Once completed, the 150,000-square-foot Galaxy will include an outdoor food court, six movie screens, retail shops and restaurants, and four levels of underground parking.
The opening of the General Cinema sixplex marks the first major commercial development project to be completed in Hollywood in recent memory, and certainly since the city approved the redevelopment effort in mid-1986. But it follows other positive developments. Among them: Disney’s $6-million restoration of the El Capitan Theatre, the settlement of a lawsuit that for years tied up millions of redevelopment dollars and this week’s opening of the Hollywood Guinness World of Records Museum.
“I consider this to be part of the turnaround for Hollywood redevelopment,” said City Councilman Michael Woo, who represents Hollywood. “It shows it is possible to complete a project.”
But the complex’s opening has put into sharp focus questions that for years have been raised about the role of redevelopment in Hollywood.
Critics say efforts by the city and the Community Redevelopment Agency to revitalize Hollywood have focused too much on major developments with public subsidies--efforts that have been met by a series of failures, setbacks and delays.
In recent months, developers pulled the plug on one $400-million mixed-use “urban village” known as the Hollywood Plaza.
Another project of the same magnitude, also touted as a cornerstone of the renewal effort, is the Hollywood Promenade. As proposed, it will wrap around Mann’s Chinese Theatre, just to the east of the Galaxy project, which stands at the corner of Hollywood Boulevard and Sycamore Avenue.
But that project has run into a buzz-saw of opposition from City Council members, after the CRA approved giving the developer as much as $48 million in subsidies.

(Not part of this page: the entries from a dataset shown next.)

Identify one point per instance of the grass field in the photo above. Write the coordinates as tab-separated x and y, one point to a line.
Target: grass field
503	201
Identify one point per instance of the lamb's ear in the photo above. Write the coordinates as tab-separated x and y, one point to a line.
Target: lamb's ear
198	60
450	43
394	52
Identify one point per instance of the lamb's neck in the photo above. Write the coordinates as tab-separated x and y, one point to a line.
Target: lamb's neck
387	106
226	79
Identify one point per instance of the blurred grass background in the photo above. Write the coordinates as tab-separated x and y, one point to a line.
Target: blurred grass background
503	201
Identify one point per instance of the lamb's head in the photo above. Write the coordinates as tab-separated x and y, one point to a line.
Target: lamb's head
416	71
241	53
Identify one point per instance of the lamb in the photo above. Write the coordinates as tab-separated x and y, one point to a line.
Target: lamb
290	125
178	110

Negotiations are still under way, but rumors abound that the developer also will pull the plug without major subsidies from the city.

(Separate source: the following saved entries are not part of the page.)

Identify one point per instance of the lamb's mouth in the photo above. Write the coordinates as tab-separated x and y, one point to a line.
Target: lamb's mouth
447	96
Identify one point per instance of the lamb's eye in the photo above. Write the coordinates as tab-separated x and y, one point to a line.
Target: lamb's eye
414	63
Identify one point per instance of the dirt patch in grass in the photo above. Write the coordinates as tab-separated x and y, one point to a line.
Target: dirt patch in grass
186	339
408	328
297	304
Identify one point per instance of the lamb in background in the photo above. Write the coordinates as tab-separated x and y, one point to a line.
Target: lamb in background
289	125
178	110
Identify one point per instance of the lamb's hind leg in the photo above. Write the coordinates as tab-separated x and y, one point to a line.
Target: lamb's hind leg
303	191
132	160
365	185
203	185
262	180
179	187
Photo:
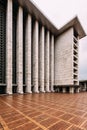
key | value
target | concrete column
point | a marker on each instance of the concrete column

“The things that have worked--the Galaxy, the El Capitan, the Guinness--have done so because they were based on the existing realities of Hollywood,” said Robert Nudelman, head of a Hollywood citizens watchdog group. “When the CRA gets involved, it’s pie in the sky. They try to maximize projects, and force them to the point where they are no longer realistic.”
What makes the Galaxy project a success, its developers say, is that it was built without any subsidies. The developer, Kornwasser & Friedman Shopping Center Properties, asked for them but the request was rejected.
So how did the Galaxy project manage to become a reality in Hollywood?
Some say the Galaxy succeeded because without public subsidies, the developers were forced to keep it to a manageable size.
Some planners say Hollywood suffers from an unfortunate paradox: The area’s crime, blight and dearth of parking require that commercial rebirth begin in small steps. But at the same time, the area desperately needs a mammoth commercial project to pull in reluctant merchants as well as tourists and shoppers.
“Hollywood needs a regional shopping center, and I think that will be financeable two years from now, where it might not be today” because of the recession, said USC professor Richard Peiser, an expert in urban planning. In the meantime, the Galaxy “is exactly the kind of smaller, incremental project that will help the process along.”
Barton Myers, an architect and planner who lives and works in Hollywood, called the Galaxy project “an important psychological breakthrough,” one that is especially needed now that one cornerstone of the redevelopment effort has died and the other is in jeopardy.
At times, the Galaxy project seemed doomed too.
Over the past six years, it has weathered relentless community concerns and survived obstacles from city agencies that were often pushing it in opposite directions at the same time. It has outlived threats to its financing and ability to attract commercial tenants, and efforts by Metro Rail officials to build a subway under the site.
In the end, the developers were forced to return to the drawing board three times, to scale down the project and change its architecture. Those changes forced delays of more than two years and $8 million in cost overruns.
“They’ve faced some rough times, even up to the last few weeks,” conceded Woo. “But it all got worked out.”
Partners Joseph Kornwasser and Jerry Friedman had a particular reason for being so steadfast in finishing the project: They both grew up in or near Hollywood.
“We and the El Capitan don’t want to be the only ones here,” said Kornwasser. “We want to show others it is worthwhile to be here.”